There are buyers in our market right now and they want to buy. The hold up is price. Sellers are still in denial about the direction of the market — they can’t let go of the big number and they think any minute this market is going to turn around.
Each neighborhood is different. While some areas are still seeing prices “ticking up a little bit,” if a house isn’t getting any traffic, the price is too high.
If you’ve got 10 legitimate showings — with agents that are bringing clients and not just agents coming to look — and there are no offers, it may be time to lower your price.
Also, if a property sits two weeks with no interest, not even an agent dropping by, “it’s time to consider a lower price.
Unfortunately, this ship is too big and wieldy. And its run into an iceberg called Subprime Mortgages. It’s just not going to be able to bounce back. Last I looked in our MLS, there was an eleven month inventory on the market in western Ventura County with 2094 active listings … Usually, we have three to six months of inventory.
Reality is the only hope for a turnaround in this market. Inventory has to clear out. A lot of it will clear out via foreclosure. That’s a fact. If you are a seller who can still avoid foreclosure, take the money you can get and move on.
If you don’t want to waste time, go even lower than everyone else. A local Realtor had clients who had decided it was time to downsize, but they didn’t want to get caught in the stagnant market they saw building up around them in Ventura County.

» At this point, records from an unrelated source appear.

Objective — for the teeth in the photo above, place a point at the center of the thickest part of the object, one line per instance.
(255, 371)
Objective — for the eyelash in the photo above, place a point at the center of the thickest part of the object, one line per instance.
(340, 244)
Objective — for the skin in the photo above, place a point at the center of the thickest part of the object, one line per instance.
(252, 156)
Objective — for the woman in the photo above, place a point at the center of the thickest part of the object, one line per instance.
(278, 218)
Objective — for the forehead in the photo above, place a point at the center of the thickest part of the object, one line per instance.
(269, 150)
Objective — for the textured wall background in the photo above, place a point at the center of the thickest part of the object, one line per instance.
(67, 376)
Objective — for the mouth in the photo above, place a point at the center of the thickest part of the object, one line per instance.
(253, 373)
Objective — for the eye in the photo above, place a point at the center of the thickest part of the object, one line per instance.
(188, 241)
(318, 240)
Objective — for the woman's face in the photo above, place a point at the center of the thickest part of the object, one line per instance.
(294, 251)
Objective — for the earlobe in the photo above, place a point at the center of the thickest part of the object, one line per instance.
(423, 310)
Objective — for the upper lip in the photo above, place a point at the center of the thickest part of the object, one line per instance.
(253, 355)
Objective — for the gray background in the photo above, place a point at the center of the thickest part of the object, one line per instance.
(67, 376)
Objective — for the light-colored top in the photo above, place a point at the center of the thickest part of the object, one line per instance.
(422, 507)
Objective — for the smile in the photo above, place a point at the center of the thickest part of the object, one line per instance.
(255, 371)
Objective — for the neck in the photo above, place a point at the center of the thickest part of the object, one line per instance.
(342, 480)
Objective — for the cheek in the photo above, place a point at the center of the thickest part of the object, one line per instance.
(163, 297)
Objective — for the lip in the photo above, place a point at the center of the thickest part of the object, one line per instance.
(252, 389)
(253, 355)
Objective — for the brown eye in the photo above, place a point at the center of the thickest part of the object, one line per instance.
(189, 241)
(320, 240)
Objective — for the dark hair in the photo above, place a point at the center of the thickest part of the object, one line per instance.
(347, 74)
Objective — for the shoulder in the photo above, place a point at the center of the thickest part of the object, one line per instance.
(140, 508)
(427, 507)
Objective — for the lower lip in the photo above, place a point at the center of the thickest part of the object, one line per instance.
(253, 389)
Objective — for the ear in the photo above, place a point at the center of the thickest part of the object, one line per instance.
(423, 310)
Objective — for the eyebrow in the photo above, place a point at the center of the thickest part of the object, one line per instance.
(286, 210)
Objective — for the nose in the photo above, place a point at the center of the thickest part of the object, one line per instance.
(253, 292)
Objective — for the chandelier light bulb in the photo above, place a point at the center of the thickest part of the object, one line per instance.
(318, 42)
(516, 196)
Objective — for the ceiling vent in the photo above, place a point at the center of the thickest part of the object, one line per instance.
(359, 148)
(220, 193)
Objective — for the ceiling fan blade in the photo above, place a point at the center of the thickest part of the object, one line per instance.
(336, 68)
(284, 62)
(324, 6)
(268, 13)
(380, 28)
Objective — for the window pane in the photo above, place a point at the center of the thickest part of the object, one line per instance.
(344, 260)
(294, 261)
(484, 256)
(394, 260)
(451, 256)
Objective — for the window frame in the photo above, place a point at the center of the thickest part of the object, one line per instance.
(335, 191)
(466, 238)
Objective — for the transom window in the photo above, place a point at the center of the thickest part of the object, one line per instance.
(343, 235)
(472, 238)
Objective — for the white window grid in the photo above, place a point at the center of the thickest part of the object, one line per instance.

So instead of listing their home at the price advertised for two other houses on their street, or at the price that similar homes had sold for earlier in the year, they listed for $15,000 below the competition. They got “a tremendous amount of traffic” and sold in two days, attracting multiple offers.
The $535,000 contract was $10,000 above the listing price, but the home-seller didn’t pocket the extra money. It went to help the buyers with closing costs.
Give a little, and more
If cutting the price doesn’t help, perhaps offering to give some of that money back to the buyer will work. Financial incentives come in many forms. There’s help with closing costs, whereby sellers agree to pay for buyers’ settlement expenses, including the taxes and insurance payments. Seller contributions can also be used to “buy down” or reduce lenders’ interest rates, or to pay bonuses to agents.
Today, the price has to make sense to the buyer. For sellers stuck in 2004’s market when seller’s ruled, today’s price will not make sense to you. It will be shocking. But for sellers who really want to sell, it’s time to bite the bullet. It’s time to realize it’s not your market anymore.